Mal consigo dar uma garfada na carne assada quando Trenton me chama do outro lado da mesa. Ele está sentado ao lado de meu pai e reparo que ambos vestem camisa social azul e gravata. Do jeito que estão parados parece que Trenton é um clone do nosso pai, como o Boba Fett e o Jango Fett em Star Wars.

— Você já recebeu a resposta da Columbia? — Meu irmão pergunta de maneira casual, mas a conversa ao redor da mesa cessa e todos me encaram em expectativa.

Vejo Harley passar uma mão pelo cabelo ruivo preso no alto da cabeça e em seguida ela me lança um olhar de desculpas por Trenton.

— Seu irmão nunca abre os envelopes que são enviados pelas faculdades. — Minha mãe cruza os braços e franze os lábios. — Talvez você pudesse conversar um pouco com ele e mostrar os benefícios de estudar lá.

Olho ao redor à procura de alguém para me apoiar, mas todos viram o rosto quando eu os encaro.
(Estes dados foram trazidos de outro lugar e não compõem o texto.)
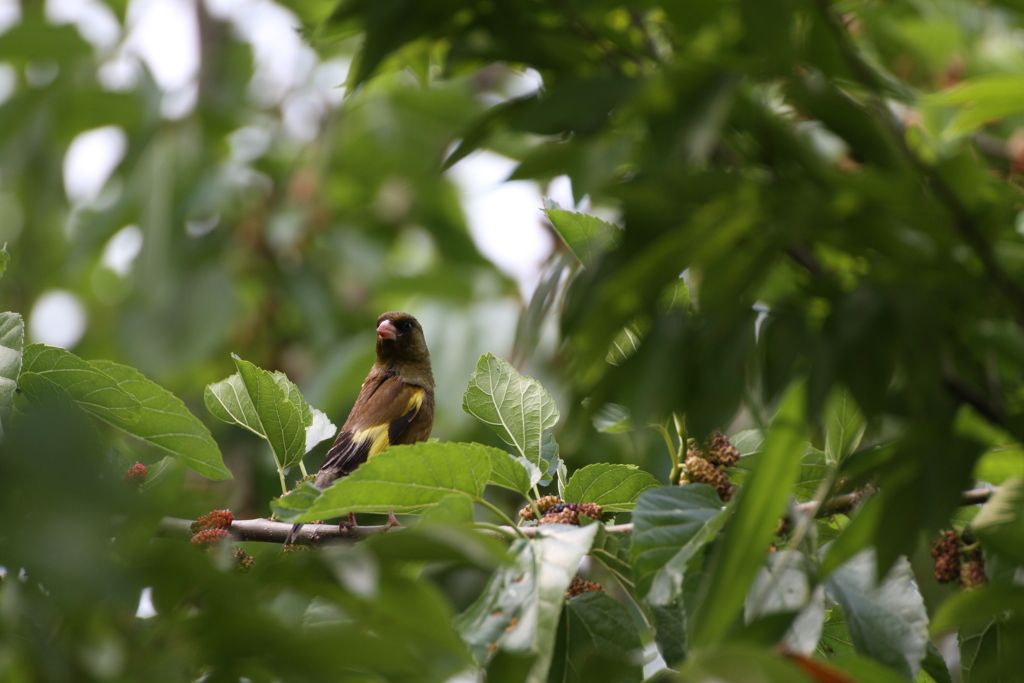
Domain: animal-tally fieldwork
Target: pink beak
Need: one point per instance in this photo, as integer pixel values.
(386, 330)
Meu pai é o mais rápido em fingir que não está aqui. Por ele, minha mãe tomaria todas as decisões da casa e tudo estaria ótimo.

— Zander, até quando você vai brincar de criança? Não acha que já passou da hora de criar responsabilidades? Você já tem vinte anos e daqui a pouco ninguém nessa família vai ser capaz de te ajudar a entrar na faculdade. Aliás, daqui a pouco a gente não vai mais concordar em te manter. — Trenton eleva a voz e eu sinto meu rosto aquecer cada vez mais.

Se fosse fácil fazer minhas próprias escolhas eu não teria desistido de ir para a faculdade, mas nessa casa minha vontade é sempre a última a ser considerada.

— Trenton, eu não preciso do dinheiro de nenhum de vocês para me manter, então não se preocupe comigo usando sua fortuna. — Aperto meus punhos debaixo da mesa, onde sei que ninguém pode ver. — A vovó Morris me deixou uma herança tão grande que nem se eu quisesse ia conseguir acabar com o dinheiro antes de morrer.

Eu me levanto antes que ele volte a falar e vejo os olhares desconfortáveis no rosto dos meus irmãos, Harley e Oliver. Hilary é a única que não está nem um pouco incomodada com a situação, para falar a verdade, ela parece estar entediada. Sinto muito por eles terem que escutar minha discussão com Trenton, mas não sou capaz de escutar meu irmão me repreendendo e ficar calado.

— Onde você está indo? — Minha mãe ainda tenta me impedir, mas alcanço a porta e nem sequer olho para trás ao correr para a garagem.